The horizontal axis will show the total confirmed cases until the given day, while the vertical axis will show the change in confirmed cases during the past week (7 days).

  1. Make a data set total_cases_to_date, representing for each day the total number of confirmed cases during the whole epidemic up until that point.

  2. Make a set of data new_cases which is the total number of cases only during the past 7 days.

    You may use the sum function.

  3. Make the visualization using a slider representing days as in the previous exercise, plotting the total number of cases on the axis and new cases on the axis.

    You need to take care that each vector being plotted has the same length.

  4. Add a dot for each countries current position using the scatter function (which otherwise works like plot) and annotate the countries’ dots using something like

    annotate!(x, y, text(country_name, 10, :black))

    where x and y are the positions at which to annotate and 10 is the font size.
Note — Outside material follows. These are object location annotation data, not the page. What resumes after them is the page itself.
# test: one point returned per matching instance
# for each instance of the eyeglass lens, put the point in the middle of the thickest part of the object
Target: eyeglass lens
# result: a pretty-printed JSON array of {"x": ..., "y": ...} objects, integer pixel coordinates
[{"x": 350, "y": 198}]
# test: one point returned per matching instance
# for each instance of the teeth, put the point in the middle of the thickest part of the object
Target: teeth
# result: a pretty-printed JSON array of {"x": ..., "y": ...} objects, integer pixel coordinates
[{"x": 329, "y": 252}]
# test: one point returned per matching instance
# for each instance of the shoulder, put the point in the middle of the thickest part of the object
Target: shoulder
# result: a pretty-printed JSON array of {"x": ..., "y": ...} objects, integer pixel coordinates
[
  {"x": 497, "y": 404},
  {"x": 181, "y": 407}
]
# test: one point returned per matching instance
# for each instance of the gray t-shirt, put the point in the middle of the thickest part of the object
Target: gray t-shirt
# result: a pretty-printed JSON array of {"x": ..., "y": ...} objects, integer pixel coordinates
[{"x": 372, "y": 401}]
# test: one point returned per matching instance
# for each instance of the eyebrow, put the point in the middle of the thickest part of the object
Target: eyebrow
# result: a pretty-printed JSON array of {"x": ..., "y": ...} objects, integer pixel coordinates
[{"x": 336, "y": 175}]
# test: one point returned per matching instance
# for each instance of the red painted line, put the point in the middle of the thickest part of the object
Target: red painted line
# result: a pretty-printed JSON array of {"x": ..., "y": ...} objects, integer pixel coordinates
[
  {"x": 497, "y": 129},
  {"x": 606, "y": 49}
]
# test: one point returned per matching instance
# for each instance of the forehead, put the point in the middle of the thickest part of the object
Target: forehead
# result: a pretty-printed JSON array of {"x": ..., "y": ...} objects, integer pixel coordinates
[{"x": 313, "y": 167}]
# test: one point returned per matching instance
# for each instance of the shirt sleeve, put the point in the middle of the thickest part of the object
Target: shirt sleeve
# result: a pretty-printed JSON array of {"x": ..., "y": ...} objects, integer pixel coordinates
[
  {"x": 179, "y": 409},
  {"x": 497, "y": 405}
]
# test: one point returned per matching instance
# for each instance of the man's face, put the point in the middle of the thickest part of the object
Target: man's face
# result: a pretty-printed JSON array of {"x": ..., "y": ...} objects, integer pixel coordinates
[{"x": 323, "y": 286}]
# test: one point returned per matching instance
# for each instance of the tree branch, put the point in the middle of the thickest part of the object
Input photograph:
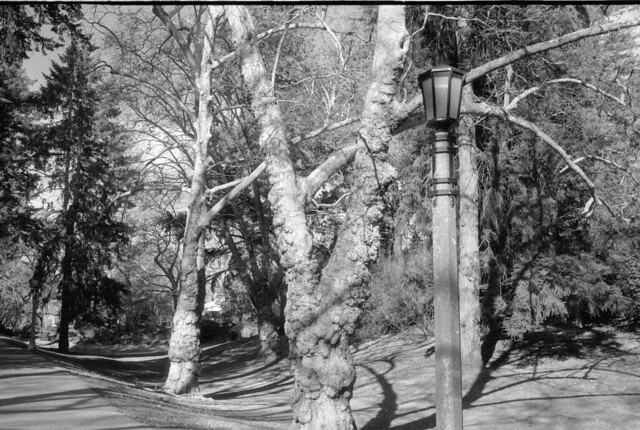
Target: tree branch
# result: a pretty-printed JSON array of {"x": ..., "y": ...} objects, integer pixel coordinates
[
  {"x": 175, "y": 32},
  {"x": 408, "y": 108},
  {"x": 515, "y": 101},
  {"x": 489, "y": 110}
]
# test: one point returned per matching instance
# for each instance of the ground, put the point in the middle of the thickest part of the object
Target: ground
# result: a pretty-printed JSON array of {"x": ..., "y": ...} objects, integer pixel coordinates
[{"x": 556, "y": 378}]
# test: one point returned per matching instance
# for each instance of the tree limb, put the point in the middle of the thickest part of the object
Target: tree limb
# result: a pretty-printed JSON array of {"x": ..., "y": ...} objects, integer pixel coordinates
[
  {"x": 489, "y": 110},
  {"x": 515, "y": 101},
  {"x": 408, "y": 108},
  {"x": 175, "y": 32}
]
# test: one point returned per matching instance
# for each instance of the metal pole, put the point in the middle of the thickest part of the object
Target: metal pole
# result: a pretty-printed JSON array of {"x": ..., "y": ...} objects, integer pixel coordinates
[{"x": 445, "y": 280}]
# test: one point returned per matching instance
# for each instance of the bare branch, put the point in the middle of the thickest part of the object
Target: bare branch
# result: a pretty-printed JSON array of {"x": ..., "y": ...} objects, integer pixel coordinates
[
  {"x": 185, "y": 108},
  {"x": 335, "y": 162},
  {"x": 605, "y": 161},
  {"x": 515, "y": 101},
  {"x": 408, "y": 108},
  {"x": 485, "y": 109},
  {"x": 175, "y": 32}
]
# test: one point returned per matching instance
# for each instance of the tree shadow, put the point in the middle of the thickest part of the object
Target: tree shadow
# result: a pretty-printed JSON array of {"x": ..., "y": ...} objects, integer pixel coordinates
[
  {"x": 389, "y": 404},
  {"x": 552, "y": 343}
]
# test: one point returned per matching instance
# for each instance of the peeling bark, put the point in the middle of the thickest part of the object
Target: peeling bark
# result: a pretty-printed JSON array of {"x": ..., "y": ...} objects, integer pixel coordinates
[
  {"x": 184, "y": 344},
  {"x": 323, "y": 308}
]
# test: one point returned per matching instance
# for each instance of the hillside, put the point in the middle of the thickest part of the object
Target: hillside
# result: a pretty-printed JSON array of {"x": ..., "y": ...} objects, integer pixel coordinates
[{"x": 560, "y": 379}]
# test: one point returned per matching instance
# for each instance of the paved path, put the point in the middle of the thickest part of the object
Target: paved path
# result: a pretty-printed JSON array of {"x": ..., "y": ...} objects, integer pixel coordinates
[{"x": 35, "y": 394}]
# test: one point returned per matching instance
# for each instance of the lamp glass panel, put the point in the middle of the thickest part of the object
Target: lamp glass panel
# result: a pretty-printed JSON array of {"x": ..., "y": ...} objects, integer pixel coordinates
[
  {"x": 441, "y": 87},
  {"x": 427, "y": 98},
  {"x": 456, "y": 95}
]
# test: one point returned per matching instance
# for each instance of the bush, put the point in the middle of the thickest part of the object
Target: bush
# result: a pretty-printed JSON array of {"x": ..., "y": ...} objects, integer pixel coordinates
[
  {"x": 401, "y": 295},
  {"x": 563, "y": 288}
]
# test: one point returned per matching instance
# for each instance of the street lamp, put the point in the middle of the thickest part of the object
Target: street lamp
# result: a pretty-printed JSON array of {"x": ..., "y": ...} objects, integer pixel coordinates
[{"x": 442, "y": 93}]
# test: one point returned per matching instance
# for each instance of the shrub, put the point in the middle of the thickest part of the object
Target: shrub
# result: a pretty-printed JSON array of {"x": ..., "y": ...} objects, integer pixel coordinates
[
  {"x": 401, "y": 295},
  {"x": 573, "y": 289}
]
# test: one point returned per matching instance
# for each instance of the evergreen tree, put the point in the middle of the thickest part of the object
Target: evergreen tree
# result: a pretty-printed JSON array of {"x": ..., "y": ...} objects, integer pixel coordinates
[{"x": 84, "y": 152}]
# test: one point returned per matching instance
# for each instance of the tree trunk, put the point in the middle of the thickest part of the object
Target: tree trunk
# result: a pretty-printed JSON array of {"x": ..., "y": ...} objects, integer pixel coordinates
[
  {"x": 35, "y": 293},
  {"x": 184, "y": 344},
  {"x": 268, "y": 333},
  {"x": 492, "y": 303},
  {"x": 322, "y": 311},
  {"x": 469, "y": 264},
  {"x": 65, "y": 286}
]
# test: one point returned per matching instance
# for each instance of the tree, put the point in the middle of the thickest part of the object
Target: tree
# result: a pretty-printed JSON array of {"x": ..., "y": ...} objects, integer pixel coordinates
[
  {"x": 85, "y": 152},
  {"x": 323, "y": 305}
]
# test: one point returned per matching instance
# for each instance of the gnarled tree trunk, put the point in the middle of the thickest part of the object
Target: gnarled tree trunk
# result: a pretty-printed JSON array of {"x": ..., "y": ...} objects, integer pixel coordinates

Exercise 3: Helping with transcripts

The goal of this exercise is to improve the quality of the auto-generated subtitles / captions of the lecture videos via crowdsourcing. Although the natural language processing is very impressive, it’s far from perfect!

  1. Choose one of the lecture transcripts from lectures 1–4 in the Google Docs transcript folder.

  2. Choose at least 10 lines, preferably contiguous, and correct the captions by listening to the relevant portion of the video, as given in the time-stamp. Modify the text according to what you hear, paying particular attention to the computational and mathematical words that the automatic transcription software tends to get wrong.

    Please do not modify the time-stamps or line numbers.

  3. Change the colour of the text that you transcribed to a colour that is not black nor the same as the previous and next block.

  4. Also check (proofread) the 10 previous lines and 10 following lines and correct things if you think they’re not correct.

  5. Write down in your pset submission which piece of which transcript you did. If there are none left, make sure you are first in the line for the following lectures!